- Written by: William Gibson
- Original language: English
- Genre: Drama
- Setting: Obscure town in England in the 1580s

Premiere
- Date premiered: November 14, 1968
- Place premiered: Repertory Theatre, Lincoln Center New York City

= A Cry of Players =

A Cry of Players is a drama by William Gibson, first performed in 1968, that portrays the young adult life of William Shakespeare. The title comes from Hamlet, spoken by the aforementioned, Act 3, Scene 2: "Would not this, sir, and a forest of feathers-- if the rest of my fortunes turn Turk with me--with two provincial roses on my razed shoes, get me a fellowship in a cry of players, sir?"

==Productions==
The original production opened on July 24, 1968 at the Berkshire Theatre Festival in Stockbridge, Massachusetts. The show was directed by Gene Frankel.

The show transferred to Broadway to the Repertory Theatre, Lincoln Center and premiered on November 14, 1968. The crew was made up by set design David Hays, costume design Patricia Quinn Stewart, and lighting design John Gleason. Frankel would also direct. Understudies were Ruth Attaway (Meg), Frank Bayer (Arthur), James Cook (Kemp), Leslie Graves (Susanna), Douglas Hayle (Heming), Robert Levine (Richards, Gilbert, Berry), Marilyn Lightstone (Anne), Robert Molock (Pope), William Myers (Hodges, Roche, Old John), Robert Phalen (Will), Robert Stattel (Sandells), and Barbette Tweed (Jenny). The show played in repertoire with William Shakespeare's King Lear.

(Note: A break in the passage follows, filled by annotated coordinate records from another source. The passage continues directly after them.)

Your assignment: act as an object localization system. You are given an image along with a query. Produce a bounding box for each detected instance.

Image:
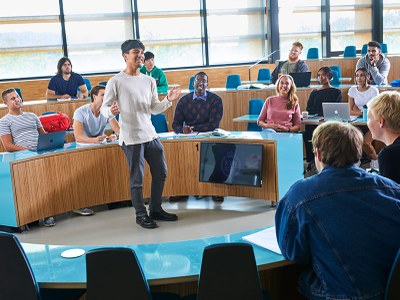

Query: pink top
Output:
[258,96,301,127]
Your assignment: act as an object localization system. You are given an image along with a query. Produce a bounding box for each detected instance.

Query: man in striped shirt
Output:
[0,89,45,152]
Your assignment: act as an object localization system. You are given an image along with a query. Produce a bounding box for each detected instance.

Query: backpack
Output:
[39,112,71,132]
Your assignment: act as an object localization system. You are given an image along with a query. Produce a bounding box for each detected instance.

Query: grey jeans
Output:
[122,138,167,216]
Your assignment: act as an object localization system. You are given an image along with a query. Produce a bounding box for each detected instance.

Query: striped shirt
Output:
[0,112,42,149]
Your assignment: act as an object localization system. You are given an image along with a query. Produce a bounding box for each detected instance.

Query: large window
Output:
[137,0,205,68]
[0,0,63,79]
[383,0,400,54]
[330,0,372,52]
[279,0,322,59]
[207,0,267,65]
[63,0,133,73]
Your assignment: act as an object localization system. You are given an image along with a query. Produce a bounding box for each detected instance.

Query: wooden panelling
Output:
[10,139,278,226]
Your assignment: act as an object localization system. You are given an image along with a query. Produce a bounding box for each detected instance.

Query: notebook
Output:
[31,130,66,151]
[289,72,311,87]
[322,102,357,122]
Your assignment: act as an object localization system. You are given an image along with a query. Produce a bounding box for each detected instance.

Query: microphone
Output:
[249,49,279,81]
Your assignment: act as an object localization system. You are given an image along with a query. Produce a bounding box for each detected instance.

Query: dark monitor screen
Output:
[199,142,263,187]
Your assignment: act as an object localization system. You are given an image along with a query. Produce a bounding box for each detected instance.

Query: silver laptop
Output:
[322,102,357,122]
[31,130,66,151]
[289,72,311,87]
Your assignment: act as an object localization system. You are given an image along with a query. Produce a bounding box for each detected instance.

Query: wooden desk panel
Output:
[10,139,279,226]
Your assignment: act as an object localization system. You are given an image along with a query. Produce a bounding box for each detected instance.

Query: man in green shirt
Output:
[140,51,168,94]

=== Original production casts ===

| Character | Off-Broadway | Broadway |
|---|---|---|
| William Shakespeare | Frank Langella |  |
| Fulk | Michael Egan |  |
| Meg | Lois Kibbee | Rosetta LeNoire |
| Anne Hathaway | Anne Bancroft |  |
| Richards | Robert Donley | Ray Fry |
| Susanna Hall | Jackie Paris |  |
| Kemp | Dan Morgan | Robert Symonds |
| Sir Thomas | William Roerick | Stephen Elliott |
| Ned | Peter Galman | René Auberjonois |
| Berry | Brendan Fay |  |
| Sandells | Bill Moor |  |
| Roche | Ray Stewart |  |
| Jenny | Flora Elkins | Susan Tyrrell |
| Hodges | Jerome Dempsey |  |
| Heming | Tom Sawyer |  |
| Arthur | Terrence Hall | Kristoffer Tabori |
| Old John | Don McHenry |  |
| Gilbert Shakespeare | Jess Osuna | Ronald Weyand |
| Pope | N/A | Gerry Black |

==Plot==
The plot is a fictionalized or dramatized version of William Shakespeare's young adult life.

==Reception==
Clive Barnes, the theatre critic for the New York Times, gave a mixed review, stating "'A Cry Of Players' and a clique of cliches -- there was much that was wrong with William Gibson's new play given by the Lincoln Center Repertory Company at the Vivian Beaumont Theater last night, but there was also much that was right."